Cadence Design’s fourth-quarter results showed a healthy demand for its EDA hardware, IP, and simulation software, with total revenue growing by 19% year-over-year. Despite this growth, the company’s guidance for the first quarter of 2024 was less promising, forecasting revenues significantly below analyst expectations. The projected Q1 revenue range is between $990 million and $1,010 million, with a midpoint of $1 billion, which falls short of the consensus estimate of $1,090.3 million.

The company’s backlog, which reached $6 billion in the fourth quarter of 2023, saw a modest year-over-year increase of 3%. This slower backlog growth contributes to the more conservative outlook for the upcoming quarter. Additionally, revenue from China, which accounted for 17% of Cadence’s total revenue in 2023, is anticipated to decrease to 14-15% in 2024.

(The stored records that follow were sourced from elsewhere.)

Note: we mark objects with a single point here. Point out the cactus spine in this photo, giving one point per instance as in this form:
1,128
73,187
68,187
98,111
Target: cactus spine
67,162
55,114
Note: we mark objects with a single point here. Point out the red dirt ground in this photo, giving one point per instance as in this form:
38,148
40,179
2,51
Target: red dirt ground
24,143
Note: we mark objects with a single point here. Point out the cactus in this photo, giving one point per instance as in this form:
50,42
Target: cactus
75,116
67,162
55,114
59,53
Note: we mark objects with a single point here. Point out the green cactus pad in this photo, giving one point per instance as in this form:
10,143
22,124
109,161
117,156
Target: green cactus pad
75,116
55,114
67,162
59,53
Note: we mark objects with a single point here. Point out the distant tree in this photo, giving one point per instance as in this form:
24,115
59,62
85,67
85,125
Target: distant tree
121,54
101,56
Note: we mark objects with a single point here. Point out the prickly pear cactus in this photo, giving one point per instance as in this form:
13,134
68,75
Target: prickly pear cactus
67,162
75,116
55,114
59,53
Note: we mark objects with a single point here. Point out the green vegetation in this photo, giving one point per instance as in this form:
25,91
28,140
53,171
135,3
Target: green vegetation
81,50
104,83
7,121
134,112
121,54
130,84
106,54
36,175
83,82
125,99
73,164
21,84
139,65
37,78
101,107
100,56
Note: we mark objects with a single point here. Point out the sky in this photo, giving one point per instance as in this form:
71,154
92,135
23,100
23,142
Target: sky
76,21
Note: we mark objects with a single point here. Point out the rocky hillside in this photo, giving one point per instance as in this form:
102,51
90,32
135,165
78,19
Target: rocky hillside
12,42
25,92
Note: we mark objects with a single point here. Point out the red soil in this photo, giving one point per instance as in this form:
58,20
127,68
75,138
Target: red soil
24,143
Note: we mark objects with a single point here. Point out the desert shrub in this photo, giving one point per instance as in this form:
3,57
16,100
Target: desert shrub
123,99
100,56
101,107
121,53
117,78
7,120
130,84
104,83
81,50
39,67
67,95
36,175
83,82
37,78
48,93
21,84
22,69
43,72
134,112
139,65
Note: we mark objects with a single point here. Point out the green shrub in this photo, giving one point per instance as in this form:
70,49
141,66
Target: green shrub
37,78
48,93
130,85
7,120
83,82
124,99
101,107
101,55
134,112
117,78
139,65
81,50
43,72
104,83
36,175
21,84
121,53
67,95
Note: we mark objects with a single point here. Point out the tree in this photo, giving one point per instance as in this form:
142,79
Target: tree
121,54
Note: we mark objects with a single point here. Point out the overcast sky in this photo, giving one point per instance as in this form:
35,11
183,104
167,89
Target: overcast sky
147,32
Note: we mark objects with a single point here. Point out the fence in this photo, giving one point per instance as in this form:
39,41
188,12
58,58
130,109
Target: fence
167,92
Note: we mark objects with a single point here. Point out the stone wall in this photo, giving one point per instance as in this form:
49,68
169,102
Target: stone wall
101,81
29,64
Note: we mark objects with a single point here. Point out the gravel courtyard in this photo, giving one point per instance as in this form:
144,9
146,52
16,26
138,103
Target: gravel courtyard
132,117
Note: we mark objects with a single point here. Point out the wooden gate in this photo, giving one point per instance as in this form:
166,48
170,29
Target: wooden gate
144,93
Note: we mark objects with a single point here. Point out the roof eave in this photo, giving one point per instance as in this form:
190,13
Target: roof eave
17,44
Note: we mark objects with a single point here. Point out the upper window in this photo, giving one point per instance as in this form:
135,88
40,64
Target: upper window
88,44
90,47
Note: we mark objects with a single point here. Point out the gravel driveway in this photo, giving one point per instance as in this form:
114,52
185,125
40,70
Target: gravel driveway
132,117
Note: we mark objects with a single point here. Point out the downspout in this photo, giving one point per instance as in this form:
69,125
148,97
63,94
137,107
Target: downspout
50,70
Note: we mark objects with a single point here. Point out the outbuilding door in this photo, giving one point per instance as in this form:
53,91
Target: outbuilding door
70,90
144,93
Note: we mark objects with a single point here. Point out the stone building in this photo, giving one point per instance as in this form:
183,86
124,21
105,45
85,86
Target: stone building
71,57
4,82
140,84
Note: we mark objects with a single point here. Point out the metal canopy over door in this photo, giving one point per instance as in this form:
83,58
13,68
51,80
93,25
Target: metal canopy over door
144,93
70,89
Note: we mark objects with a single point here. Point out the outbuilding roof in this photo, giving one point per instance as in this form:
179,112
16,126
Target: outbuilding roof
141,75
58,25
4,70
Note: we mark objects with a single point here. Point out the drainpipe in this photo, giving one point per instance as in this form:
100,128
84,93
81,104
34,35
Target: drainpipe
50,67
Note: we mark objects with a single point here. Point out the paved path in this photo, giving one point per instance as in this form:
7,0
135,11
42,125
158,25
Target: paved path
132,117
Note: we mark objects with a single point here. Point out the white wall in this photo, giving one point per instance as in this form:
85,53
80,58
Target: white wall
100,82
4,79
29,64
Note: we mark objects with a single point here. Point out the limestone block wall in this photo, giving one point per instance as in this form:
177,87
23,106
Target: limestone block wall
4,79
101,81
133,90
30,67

Cadence expects upfront revenues, primarily from hardware and IP sales, to represent 17.5% of its total revenue in 2024, up from 16% the previous year. These upfront revenues are projected to become a more significant contributor as the year advances. Following the fourth-quarter earnings report, Rosenblatt has made slight adjustments to its forecasts and, with time passing, decided to raise the target price. However, the firm anticipates that the stock may face near-term pressure due to the subdued first-quarter outlook and the expected reduction in revenue contribution from China.